Am Vortag ist Leon Weintraub noch mit der Paracelsus-Medaille, der höchsten Auszeichnung der deutschen Ärzteschaft, ausgezeichnet worden. Tags darauf (17. Mai) stand er am Rednerpult des Audimax der Hochschule Niederrhein am Campus Mönchengladbach. Diesmal ging es nicht um sein Wirken als Mediziner, sondern um seine Lebensgeschichte vor seinem Medizinstudium in Göttingen 1946. Weintraub erzählte vor mehr als 300 Studierenden, Hochschulmitarbeitenden und externen Besuchern, wie sehr seine Familie und er unter dem NS-Regime litten:
„Die Erinnerung an das Geschehene lebendig zu halten, ist eine Art Gewähr dafür, dass so etwas nie wieder vorkommt. Das Schlimmste ist das Vergessen." - Leon Weintraub
Dieses Zitat von Leon Weintraub spiegelt seine Motivation wieder, warum er heute im stolzen Alter von 97 Jahren noch Vorträge über seine (Über-)Lebensgeschichte hält. Weintraub ist Zeitzeuge der Verbrechen der Nationalsozialisten an der jüdischen Bevölkerung.

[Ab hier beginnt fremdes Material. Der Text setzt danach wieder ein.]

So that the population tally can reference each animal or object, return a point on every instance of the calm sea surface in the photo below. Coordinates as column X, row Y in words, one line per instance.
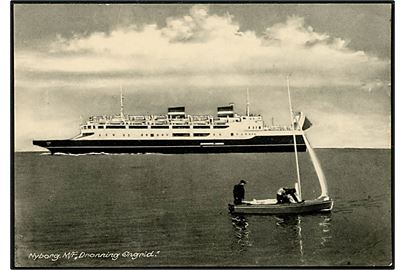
column 171, row 210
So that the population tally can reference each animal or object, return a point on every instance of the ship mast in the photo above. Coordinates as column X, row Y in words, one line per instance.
column 122, row 105
column 295, row 141
column 247, row 102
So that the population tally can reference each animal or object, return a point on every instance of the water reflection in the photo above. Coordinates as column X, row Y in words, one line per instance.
column 242, row 232
column 283, row 234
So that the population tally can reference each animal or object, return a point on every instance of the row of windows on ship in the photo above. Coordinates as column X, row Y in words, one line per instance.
column 162, row 127
column 174, row 134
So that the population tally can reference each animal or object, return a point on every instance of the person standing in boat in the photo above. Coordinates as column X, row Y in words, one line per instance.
column 239, row 192
column 287, row 195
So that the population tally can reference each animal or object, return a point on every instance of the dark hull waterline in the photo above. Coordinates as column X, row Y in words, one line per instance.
column 253, row 145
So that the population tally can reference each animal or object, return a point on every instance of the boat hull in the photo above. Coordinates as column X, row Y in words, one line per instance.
column 256, row 144
column 309, row 206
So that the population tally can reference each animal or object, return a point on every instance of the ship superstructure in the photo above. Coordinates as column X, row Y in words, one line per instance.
column 179, row 132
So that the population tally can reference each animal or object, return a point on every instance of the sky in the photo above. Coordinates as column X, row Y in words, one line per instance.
column 71, row 60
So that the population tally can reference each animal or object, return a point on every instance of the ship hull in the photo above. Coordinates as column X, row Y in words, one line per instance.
column 254, row 145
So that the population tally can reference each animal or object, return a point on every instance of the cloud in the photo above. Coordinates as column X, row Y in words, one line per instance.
column 205, row 48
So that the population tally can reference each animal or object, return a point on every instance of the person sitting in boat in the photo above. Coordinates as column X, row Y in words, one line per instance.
column 287, row 195
column 239, row 192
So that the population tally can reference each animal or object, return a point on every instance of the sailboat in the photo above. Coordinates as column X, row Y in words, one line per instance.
column 270, row 206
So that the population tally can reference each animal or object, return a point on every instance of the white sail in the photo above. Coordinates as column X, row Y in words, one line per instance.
column 318, row 169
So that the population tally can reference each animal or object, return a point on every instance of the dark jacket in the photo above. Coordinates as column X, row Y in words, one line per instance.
column 238, row 193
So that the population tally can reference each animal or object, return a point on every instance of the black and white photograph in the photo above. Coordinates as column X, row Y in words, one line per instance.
column 229, row 134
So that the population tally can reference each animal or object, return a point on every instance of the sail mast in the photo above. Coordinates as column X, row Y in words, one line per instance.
column 295, row 141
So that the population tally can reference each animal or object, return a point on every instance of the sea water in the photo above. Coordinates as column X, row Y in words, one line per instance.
column 172, row 210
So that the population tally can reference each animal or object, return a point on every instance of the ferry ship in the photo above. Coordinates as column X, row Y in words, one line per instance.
column 178, row 133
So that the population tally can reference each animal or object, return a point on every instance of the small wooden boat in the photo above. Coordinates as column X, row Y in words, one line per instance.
column 308, row 206
column 270, row 206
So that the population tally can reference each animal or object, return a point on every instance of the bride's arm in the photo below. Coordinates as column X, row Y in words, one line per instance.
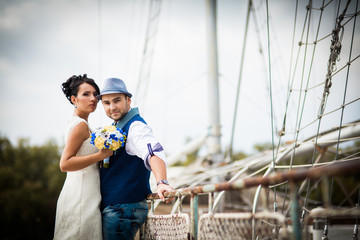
column 69, row 161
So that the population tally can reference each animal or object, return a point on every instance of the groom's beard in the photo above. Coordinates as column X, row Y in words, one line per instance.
column 117, row 116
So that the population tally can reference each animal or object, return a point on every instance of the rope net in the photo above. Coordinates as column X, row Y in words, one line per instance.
column 174, row 226
column 239, row 225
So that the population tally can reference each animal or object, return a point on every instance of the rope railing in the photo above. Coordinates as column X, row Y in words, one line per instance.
column 332, row 169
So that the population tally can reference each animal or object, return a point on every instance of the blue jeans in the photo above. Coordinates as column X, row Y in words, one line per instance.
column 122, row 221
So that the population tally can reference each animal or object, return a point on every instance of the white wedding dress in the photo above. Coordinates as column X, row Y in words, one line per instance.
column 78, row 213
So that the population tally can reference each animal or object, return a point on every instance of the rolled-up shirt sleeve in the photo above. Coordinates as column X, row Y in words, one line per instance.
column 142, row 143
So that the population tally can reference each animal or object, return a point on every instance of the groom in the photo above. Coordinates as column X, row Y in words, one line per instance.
column 125, row 184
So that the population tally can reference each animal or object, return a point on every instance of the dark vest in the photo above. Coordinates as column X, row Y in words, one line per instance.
column 127, row 179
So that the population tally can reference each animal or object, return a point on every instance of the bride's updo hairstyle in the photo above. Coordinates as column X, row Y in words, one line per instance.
column 71, row 86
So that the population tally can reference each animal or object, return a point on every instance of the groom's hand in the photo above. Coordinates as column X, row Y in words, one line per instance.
column 161, row 189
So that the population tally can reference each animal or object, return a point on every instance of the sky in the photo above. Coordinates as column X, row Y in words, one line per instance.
column 44, row 42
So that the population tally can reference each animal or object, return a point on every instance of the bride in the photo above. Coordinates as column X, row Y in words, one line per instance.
column 77, row 214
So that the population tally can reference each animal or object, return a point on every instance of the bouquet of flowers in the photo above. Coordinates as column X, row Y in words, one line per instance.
column 108, row 137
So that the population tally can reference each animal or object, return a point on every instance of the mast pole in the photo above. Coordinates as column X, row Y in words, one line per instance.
column 213, row 142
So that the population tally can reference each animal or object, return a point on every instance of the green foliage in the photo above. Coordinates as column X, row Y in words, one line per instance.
column 30, row 182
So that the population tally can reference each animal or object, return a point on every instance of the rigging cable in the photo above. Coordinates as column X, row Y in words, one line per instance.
column 355, row 231
column 240, row 77
column 306, row 22
column 271, row 101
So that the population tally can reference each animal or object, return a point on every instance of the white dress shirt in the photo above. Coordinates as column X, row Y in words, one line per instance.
column 142, row 143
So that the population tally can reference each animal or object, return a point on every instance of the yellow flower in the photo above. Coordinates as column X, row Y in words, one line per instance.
column 99, row 142
column 115, row 145
column 110, row 128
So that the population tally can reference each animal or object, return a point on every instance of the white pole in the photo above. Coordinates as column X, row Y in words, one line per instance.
column 213, row 142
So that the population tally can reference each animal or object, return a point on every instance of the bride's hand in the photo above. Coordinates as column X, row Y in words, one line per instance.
column 106, row 153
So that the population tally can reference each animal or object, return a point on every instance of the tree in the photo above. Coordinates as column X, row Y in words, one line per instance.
column 30, row 182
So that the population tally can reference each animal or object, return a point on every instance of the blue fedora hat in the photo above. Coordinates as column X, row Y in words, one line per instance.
column 114, row 85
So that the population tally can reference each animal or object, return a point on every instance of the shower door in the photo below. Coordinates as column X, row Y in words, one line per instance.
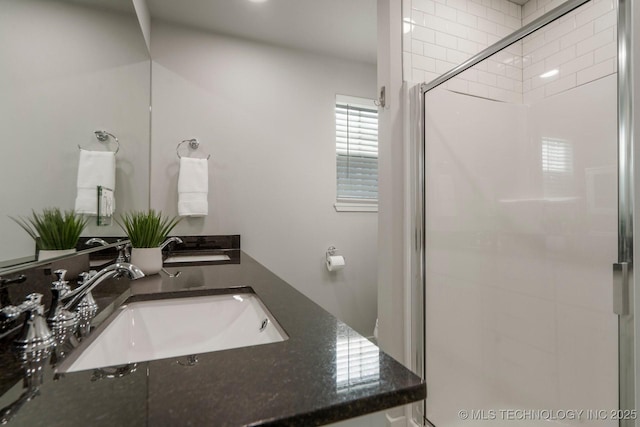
column 521, row 232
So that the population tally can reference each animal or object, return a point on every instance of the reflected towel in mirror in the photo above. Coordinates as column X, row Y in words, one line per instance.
column 95, row 168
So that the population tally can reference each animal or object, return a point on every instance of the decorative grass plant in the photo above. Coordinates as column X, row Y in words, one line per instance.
column 147, row 229
column 52, row 229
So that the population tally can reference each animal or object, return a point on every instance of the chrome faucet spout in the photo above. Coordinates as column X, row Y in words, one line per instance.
column 96, row 240
column 169, row 241
column 71, row 299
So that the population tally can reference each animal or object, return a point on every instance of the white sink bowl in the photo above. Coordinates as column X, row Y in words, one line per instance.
column 151, row 330
column 196, row 258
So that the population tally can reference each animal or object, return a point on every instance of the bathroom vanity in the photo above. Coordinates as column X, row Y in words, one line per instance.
column 322, row 372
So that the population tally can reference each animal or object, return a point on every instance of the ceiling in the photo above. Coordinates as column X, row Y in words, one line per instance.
column 346, row 29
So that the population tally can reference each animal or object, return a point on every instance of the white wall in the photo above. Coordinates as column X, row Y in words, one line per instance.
column 266, row 116
column 68, row 70
column 391, row 245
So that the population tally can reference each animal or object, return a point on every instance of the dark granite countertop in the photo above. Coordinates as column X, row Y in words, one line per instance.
column 320, row 374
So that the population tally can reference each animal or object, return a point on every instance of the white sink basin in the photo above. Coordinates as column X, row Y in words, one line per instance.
column 195, row 258
column 151, row 330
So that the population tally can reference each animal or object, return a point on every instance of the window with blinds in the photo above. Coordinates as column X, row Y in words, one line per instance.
column 357, row 149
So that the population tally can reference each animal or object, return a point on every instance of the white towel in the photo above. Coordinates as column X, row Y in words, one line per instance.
column 193, row 186
column 94, row 168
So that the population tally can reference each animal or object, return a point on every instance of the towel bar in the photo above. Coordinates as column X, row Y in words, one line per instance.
column 193, row 144
column 103, row 136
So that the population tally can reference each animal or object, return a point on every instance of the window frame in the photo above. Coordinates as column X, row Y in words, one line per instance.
column 353, row 204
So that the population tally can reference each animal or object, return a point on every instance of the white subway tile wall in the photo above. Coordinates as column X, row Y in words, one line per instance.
column 575, row 49
column 441, row 34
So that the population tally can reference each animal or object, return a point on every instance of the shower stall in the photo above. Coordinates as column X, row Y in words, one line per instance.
column 521, row 290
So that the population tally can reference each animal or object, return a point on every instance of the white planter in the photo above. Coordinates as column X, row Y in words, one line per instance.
column 54, row 253
column 149, row 260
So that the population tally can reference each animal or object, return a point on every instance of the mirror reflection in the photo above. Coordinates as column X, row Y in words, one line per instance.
column 70, row 68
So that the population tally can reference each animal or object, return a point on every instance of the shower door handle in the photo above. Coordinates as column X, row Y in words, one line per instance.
column 621, row 274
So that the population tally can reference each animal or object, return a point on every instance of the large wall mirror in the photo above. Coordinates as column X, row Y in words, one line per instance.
column 69, row 68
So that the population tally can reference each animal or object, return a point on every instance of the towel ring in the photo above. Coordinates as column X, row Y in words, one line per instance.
column 103, row 136
column 193, row 144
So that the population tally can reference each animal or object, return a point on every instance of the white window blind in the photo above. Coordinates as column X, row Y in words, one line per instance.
column 357, row 148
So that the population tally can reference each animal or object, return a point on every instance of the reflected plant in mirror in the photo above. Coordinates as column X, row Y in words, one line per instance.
column 53, row 230
column 69, row 68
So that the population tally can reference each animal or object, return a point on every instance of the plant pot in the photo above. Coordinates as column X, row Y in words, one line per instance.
column 149, row 260
column 54, row 253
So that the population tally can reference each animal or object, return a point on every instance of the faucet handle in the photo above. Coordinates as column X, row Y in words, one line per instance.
column 35, row 339
column 86, row 275
column 60, row 284
column 31, row 303
column 123, row 252
column 60, row 274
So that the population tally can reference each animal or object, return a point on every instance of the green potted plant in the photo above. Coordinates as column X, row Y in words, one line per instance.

Im zweistündigen Vortrag schilderte er eindrücklich, was ihm während der NS-Zeit widerfuhr. Er sei es seinen von den Nazis ermordeten Familienmitgliedern schuldig, nicht aufzuhören, über das Erlebte zu sprechen, sagte Weintraub.
Leon Weitraub wurde 1926 als fünftes Kind einer jüdischen Familie im polnischen Łódź geboren und wuchs in ärmlichen Verhältnissen auf. Mit 13 Jahren erlebte er im Zuge des deutschen Überfalls auf Polen den Einmarsch der Wehrmacht. 1940 wurde er zusammen mit seiner Mutter und seinen Geschwistern in das Ghetto Litzmannstadt umgesiedelt. Im August folgte die Deportation der Familie in das Konzentrations- und Vernichtungslager Auschwitz-Birkenau. Er wurde vom Rest seiner Familie getrennt. Seine Mutter und seine Tante wurden von den Nazis in Auschwitz ermordet. Dort entging er der Vergasung durch den unbemerkten Anschluss eines Gefangentransports. Er selbst wurde von Auschwitz zunächst in das Konzentrationslager Groß-Rosen und dann in die Konzentrationslager Flossenbürg und Natzweiler-Struthof/Offenburg deportiert.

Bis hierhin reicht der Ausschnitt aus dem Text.